Research project (§ 26 & § 27)
Duration : 2017-01-15 - 2020-01-14
Stress resistance and adaptation are crucial factors determining an organism’s survival to a number of biotic and a-biotic factors. The aim of this project is to elucidate the molecular basis for stress tolerance by proteomic methods and to ultimately detect proteins with key roles in counteracting stress insults. To this purpose, two strains of extremotolerant black fungi – i.e. the wild type and the natural non-melanized mutant of the species Knufia chersonesos – will be used as model organisms displaying a remarkable natural aptitude to tolerate massive ozone rates as well as protein thermo-stability. The recourse to black fungi is based on the extraordinary ability of these organisms to survive life-threatening environmental conditions, which makes them the most stress resistant Eukaryotes known to date. The two strains will enable to study the dynamics of the oxidative stress defense triggered by the exposure to ozone, in an extremotolerant species. Thus, the data obtained will allow shedding light on the oxidative stress, a condition associated with several physiological and also pathological conditions. The understanding of the basis for tolerance in adapted species will possibly aid accomplishing a second objective of the present project: the finding of novel protein candidates – e.g. radicals scavenging and antioxidant producing enzymes – with potential biotechnological and cosmetic applications. Protein stability and degradation tests will be carried out and special focus will be dedicated to enzymatic cascades reactions involved in degradation of polymers such as PBAT. Time points will be selected for the ozone treatment of the fungal strains cultivated in a multi fermenter under controlled parameters, in order to evaluate the effects of short- and long-term exposure.

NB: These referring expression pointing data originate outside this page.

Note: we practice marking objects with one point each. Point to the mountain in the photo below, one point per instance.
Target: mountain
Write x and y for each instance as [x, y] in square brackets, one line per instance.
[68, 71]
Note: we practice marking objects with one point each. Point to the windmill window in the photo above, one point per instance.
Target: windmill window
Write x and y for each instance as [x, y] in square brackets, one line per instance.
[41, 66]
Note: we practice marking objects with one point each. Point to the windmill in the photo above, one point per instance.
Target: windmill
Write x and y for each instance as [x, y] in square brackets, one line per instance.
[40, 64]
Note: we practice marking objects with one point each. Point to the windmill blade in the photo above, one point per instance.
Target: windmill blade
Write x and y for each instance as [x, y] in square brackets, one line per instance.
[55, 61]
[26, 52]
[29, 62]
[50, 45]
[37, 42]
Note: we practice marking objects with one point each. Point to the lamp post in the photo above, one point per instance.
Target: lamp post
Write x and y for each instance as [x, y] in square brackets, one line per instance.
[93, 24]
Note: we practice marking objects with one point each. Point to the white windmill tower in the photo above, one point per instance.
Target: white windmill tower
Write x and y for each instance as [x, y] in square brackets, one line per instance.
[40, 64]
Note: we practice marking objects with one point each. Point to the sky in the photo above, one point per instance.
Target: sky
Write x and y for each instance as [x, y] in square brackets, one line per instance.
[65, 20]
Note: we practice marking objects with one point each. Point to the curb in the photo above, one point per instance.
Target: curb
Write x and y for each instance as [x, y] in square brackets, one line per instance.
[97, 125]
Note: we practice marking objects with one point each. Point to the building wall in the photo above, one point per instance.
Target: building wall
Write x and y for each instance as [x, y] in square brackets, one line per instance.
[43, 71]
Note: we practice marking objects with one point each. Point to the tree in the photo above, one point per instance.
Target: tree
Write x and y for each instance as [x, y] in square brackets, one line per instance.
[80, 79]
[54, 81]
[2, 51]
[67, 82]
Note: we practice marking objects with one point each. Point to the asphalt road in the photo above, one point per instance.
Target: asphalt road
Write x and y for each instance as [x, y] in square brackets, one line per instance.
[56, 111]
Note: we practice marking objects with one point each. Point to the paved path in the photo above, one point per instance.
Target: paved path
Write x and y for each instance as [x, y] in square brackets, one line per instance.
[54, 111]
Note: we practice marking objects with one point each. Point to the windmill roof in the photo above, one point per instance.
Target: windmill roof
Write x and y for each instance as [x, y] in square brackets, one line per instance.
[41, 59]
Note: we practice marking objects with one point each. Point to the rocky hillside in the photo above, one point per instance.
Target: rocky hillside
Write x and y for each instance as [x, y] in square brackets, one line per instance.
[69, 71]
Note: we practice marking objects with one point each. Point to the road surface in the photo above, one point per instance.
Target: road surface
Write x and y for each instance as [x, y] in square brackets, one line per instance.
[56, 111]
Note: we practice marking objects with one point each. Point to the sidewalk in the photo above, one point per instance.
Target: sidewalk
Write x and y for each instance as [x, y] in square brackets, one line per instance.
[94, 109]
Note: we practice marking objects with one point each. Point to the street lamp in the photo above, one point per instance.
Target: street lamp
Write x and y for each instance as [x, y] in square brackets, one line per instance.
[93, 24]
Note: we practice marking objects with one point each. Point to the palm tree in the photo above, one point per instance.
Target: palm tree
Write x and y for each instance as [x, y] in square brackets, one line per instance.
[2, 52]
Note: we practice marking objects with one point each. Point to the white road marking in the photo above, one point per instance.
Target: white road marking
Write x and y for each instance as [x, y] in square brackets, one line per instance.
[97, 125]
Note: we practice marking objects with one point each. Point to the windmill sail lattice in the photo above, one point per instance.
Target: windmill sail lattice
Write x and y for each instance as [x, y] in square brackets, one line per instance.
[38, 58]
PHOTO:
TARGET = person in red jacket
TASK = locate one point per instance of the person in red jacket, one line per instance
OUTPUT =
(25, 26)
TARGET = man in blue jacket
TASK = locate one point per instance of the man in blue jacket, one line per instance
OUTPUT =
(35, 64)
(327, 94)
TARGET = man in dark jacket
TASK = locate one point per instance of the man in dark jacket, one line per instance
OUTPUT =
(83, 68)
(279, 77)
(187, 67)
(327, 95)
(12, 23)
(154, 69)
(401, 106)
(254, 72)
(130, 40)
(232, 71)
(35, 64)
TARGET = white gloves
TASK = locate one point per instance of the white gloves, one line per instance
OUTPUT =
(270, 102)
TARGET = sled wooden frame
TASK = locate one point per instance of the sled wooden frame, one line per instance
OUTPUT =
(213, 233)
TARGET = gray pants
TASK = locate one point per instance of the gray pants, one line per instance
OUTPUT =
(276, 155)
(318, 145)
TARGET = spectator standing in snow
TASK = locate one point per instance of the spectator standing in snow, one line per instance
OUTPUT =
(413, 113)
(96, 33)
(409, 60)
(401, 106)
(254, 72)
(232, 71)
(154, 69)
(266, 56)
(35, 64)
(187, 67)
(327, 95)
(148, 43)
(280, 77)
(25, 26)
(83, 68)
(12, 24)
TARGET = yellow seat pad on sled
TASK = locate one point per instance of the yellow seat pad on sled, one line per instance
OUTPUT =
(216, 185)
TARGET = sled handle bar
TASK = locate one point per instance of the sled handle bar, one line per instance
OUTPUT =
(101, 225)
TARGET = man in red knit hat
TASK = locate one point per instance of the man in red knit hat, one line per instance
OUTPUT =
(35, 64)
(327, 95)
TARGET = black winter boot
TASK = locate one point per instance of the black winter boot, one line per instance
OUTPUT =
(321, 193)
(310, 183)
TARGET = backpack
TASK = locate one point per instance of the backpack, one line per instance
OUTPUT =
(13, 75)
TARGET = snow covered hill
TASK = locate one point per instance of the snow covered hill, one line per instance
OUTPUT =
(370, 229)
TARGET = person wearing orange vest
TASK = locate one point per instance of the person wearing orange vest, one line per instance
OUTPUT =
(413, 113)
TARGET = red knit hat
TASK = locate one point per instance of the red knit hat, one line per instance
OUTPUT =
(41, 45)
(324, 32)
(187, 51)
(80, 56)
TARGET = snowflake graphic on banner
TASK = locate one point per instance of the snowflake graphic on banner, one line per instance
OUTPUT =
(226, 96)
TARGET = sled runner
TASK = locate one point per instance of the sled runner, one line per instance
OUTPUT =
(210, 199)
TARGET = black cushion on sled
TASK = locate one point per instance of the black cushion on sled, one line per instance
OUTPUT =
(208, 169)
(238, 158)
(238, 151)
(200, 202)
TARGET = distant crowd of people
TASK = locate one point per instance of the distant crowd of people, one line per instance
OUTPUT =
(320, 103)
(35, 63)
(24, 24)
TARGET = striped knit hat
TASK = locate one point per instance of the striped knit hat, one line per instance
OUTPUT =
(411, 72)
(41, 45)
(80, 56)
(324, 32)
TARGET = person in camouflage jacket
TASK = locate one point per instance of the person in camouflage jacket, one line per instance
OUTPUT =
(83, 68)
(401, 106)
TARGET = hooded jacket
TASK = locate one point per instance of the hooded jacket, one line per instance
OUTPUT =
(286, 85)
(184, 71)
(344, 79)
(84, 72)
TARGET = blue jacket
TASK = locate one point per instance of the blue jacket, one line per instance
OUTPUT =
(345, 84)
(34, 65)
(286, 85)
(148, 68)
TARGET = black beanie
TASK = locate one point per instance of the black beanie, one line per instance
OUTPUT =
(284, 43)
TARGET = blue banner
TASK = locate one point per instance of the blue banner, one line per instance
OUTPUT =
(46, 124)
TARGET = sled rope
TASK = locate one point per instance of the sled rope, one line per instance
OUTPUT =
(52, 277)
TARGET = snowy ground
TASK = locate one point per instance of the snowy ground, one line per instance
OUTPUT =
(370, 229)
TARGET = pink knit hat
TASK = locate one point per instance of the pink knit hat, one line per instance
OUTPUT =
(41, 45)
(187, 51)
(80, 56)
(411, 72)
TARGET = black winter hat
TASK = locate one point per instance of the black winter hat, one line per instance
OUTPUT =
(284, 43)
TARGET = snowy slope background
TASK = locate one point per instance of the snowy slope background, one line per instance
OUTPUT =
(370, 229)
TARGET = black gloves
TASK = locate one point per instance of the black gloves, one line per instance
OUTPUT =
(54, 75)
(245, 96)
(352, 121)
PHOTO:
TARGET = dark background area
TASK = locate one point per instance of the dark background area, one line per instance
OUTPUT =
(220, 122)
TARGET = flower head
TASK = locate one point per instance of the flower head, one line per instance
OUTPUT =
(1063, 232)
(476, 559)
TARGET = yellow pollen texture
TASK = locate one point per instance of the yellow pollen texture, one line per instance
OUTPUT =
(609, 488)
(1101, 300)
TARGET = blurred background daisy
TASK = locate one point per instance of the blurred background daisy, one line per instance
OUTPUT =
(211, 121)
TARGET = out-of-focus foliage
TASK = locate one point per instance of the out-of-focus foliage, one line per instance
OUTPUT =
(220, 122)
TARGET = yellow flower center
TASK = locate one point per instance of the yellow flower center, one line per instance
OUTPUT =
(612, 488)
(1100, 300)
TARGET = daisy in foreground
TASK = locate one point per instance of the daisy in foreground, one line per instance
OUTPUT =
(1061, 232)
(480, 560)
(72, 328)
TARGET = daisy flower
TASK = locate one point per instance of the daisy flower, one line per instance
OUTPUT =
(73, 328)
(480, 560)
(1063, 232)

PBAT-mediated induction of cultures grown in liquid culture will be performed to identify polymer degrading enzymes in the extracellular medium. Shotgun quantitative proteomics approaches for simultaneous detection of changes in protein levels and identification, will be applied to the analysis of both whole-cell proteome and secretome. While the oxidative stress response will be investigated by means of thiol-based redox proteomics (cysTMTRAQ), label-free shotgun proteomics will serve to the identification of differentially expressed proteins in(un)-induced samples.